Dicks Empathie-Test erscheint vor diesem Hintergrund beinahe zu eindeutig. Er sucht nach einer messbaren Reaktion auf das Leid anderer und behandelt sie als Grenze zwischen Menschen und Androiden. Doch menschliche Empathie zeigt sich nicht nur in unmittelbarer Betroffenheit. Sie kann durch Angst, Überforderung oder Selbstschutz verdeckt sein und dennoch vorhanden bleiben. Vielleicht lässt sich Menschlichkeit deshalb nicht an einer einzelnen Reaktion erkennen, sondern eher an dem fortwährenden Versuch, das eigene Handeln gegenüber anderen verantwortungsvoll auszurichten, ohne sich selbst dabei zu verlieren.

Auch kann es Menschen geben, die besonders empathisch sind, aber irgendwann nicht mehr jedem Menschen im selben Maß offen begegnen können. Nicht unbedingt, weil sie weniger Menschlichkeit besitzen, sondern weil ihre Empathie selbst zerstörerisch werden kann, wenn sie immer nur nach außen gerichtet ist. Wer sich zu oft für andere aufgibt, kann irgendwann lernen müssen, Grenzen zu ziehen. Auch darin könnte eine Form von Menschlichkeit liegen: nicht jeden Schmerz gleich stark übernehmen zu können, ohne deshalb gleichgültig zu werden.

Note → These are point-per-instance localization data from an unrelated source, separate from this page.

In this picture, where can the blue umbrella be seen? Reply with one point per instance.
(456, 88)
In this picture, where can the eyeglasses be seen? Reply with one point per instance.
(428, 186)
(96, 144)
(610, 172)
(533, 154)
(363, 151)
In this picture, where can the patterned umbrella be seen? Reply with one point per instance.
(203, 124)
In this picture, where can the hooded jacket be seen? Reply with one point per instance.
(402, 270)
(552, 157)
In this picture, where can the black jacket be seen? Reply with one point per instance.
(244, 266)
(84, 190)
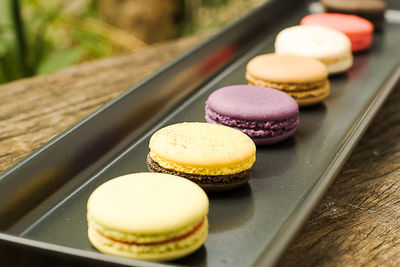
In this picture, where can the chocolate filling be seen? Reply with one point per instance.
(201, 179)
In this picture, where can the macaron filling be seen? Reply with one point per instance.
(164, 239)
(180, 244)
(233, 168)
(202, 180)
(296, 90)
(253, 128)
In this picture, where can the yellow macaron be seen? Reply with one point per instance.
(148, 216)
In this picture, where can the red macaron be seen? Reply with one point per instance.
(359, 30)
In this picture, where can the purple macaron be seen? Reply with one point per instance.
(265, 114)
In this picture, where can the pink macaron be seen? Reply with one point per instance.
(359, 30)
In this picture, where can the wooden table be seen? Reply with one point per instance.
(356, 223)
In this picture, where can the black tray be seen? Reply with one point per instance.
(43, 198)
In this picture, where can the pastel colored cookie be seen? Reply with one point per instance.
(148, 216)
(330, 46)
(215, 157)
(372, 10)
(303, 78)
(359, 30)
(266, 115)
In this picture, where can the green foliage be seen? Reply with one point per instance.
(52, 35)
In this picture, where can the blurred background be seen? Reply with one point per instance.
(41, 36)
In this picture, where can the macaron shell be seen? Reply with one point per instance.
(356, 5)
(266, 103)
(203, 145)
(358, 29)
(158, 203)
(372, 10)
(340, 66)
(313, 41)
(285, 68)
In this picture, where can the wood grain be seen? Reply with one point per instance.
(33, 111)
(358, 220)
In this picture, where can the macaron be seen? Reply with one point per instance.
(372, 10)
(266, 115)
(330, 46)
(359, 30)
(215, 157)
(303, 78)
(148, 216)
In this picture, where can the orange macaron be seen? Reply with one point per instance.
(359, 30)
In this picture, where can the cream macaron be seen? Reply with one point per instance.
(148, 216)
(330, 46)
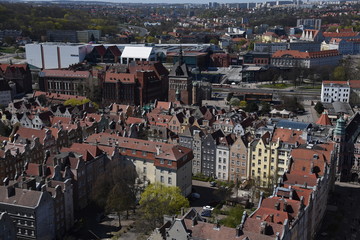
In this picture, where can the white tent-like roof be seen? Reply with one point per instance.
(137, 52)
(284, 112)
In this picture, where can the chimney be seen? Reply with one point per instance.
(217, 225)
(6, 181)
(194, 221)
(239, 230)
(40, 170)
(10, 191)
(291, 195)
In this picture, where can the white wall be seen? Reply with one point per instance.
(33, 55)
(50, 56)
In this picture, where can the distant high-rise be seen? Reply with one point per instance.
(309, 23)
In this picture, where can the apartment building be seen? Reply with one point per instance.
(335, 91)
(154, 161)
(268, 155)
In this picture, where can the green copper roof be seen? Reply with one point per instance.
(340, 126)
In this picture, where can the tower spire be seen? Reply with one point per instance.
(181, 60)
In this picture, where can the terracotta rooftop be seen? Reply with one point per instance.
(203, 230)
(324, 120)
(57, 96)
(122, 77)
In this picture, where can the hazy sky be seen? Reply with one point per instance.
(179, 1)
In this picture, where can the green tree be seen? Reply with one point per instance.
(116, 190)
(158, 200)
(234, 217)
(319, 108)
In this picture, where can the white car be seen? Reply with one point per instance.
(208, 208)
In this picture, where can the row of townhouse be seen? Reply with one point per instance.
(154, 161)
(295, 210)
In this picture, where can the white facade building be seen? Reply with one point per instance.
(55, 55)
(335, 91)
(130, 54)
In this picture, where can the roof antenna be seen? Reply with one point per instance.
(180, 56)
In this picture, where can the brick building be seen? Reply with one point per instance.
(144, 84)
(19, 74)
(180, 83)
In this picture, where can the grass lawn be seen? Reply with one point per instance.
(276, 86)
(10, 50)
(310, 87)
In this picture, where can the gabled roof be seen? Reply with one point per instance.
(137, 52)
(64, 73)
(122, 77)
(324, 120)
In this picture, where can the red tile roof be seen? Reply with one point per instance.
(288, 136)
(122, 77)
(88, 151)
(299, 178)
(64, 73)
(29, 133)
(57, 96)
(324, 120)
(302, 55)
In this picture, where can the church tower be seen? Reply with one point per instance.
(342, 166)
(180, 82)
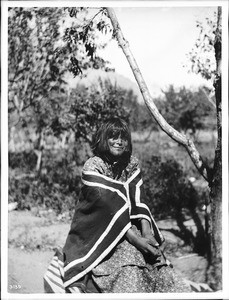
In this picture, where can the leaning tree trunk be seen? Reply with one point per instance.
(214, 177)
(215, 266)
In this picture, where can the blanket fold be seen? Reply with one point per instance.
(102, 217)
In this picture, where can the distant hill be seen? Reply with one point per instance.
(94, 75)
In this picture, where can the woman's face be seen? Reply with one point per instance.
(117, 145)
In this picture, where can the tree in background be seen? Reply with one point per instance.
(212, 175)
(81, 39)
(38, 64)
(187, 111)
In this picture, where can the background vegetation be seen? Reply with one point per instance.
(50, 125)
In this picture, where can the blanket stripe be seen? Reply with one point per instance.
(102, 217)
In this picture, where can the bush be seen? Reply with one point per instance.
(57, 186)
(167, 189)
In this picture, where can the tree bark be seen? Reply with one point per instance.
(213, 177)
(215, 266)
(169, 130)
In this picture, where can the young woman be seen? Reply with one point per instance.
(113, 245)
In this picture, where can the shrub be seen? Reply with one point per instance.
(167, 189)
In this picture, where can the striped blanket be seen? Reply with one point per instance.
(102, 217)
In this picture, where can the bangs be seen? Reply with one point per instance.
(116, 132)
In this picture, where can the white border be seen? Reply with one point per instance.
(4, 147)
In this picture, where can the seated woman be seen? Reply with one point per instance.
(113, 245)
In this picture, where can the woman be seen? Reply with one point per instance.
(114, 243)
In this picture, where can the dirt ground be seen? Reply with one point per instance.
(33, 237)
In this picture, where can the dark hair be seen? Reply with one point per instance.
(112, 128)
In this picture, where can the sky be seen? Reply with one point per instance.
(159, 38)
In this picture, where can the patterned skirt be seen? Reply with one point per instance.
(124, 270)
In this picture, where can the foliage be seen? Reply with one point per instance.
(201, 57)
(33, 69)
(57, 187)
(186, 110)
(92, 106)
(80, 40)
(167, 188)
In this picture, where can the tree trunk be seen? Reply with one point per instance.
(215, 265)
(169, 130)
(213, 177)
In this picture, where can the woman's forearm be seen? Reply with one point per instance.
(146, 228)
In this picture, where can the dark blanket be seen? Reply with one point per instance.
(102, 217)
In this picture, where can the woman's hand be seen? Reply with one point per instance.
(147, 233)
(143, 244)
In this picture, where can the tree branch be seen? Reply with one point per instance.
(169, 130)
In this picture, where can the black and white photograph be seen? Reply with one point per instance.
(114, 147)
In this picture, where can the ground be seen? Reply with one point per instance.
(33, 236)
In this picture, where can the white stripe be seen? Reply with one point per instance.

Demnach bin ich mir weiterhin nicht sicher, ob es einen Maßstab für Menschlichkeit gibt, der unangefochten allein dem Menschen zugeschrieben werden kann. Zwar weiß ich, welche Form von Empathie ich mir von meinem Gegenüber wünschen würde. Doch empfindet jeder Mensch Empathie auf dieselbe Weise? Und wenn sie sich nicht immer gleich zeigt: Woher weiß ich dann, dass das, was ein anderer empfindet, dasselbe ist, was ich selbst Empathie nenne?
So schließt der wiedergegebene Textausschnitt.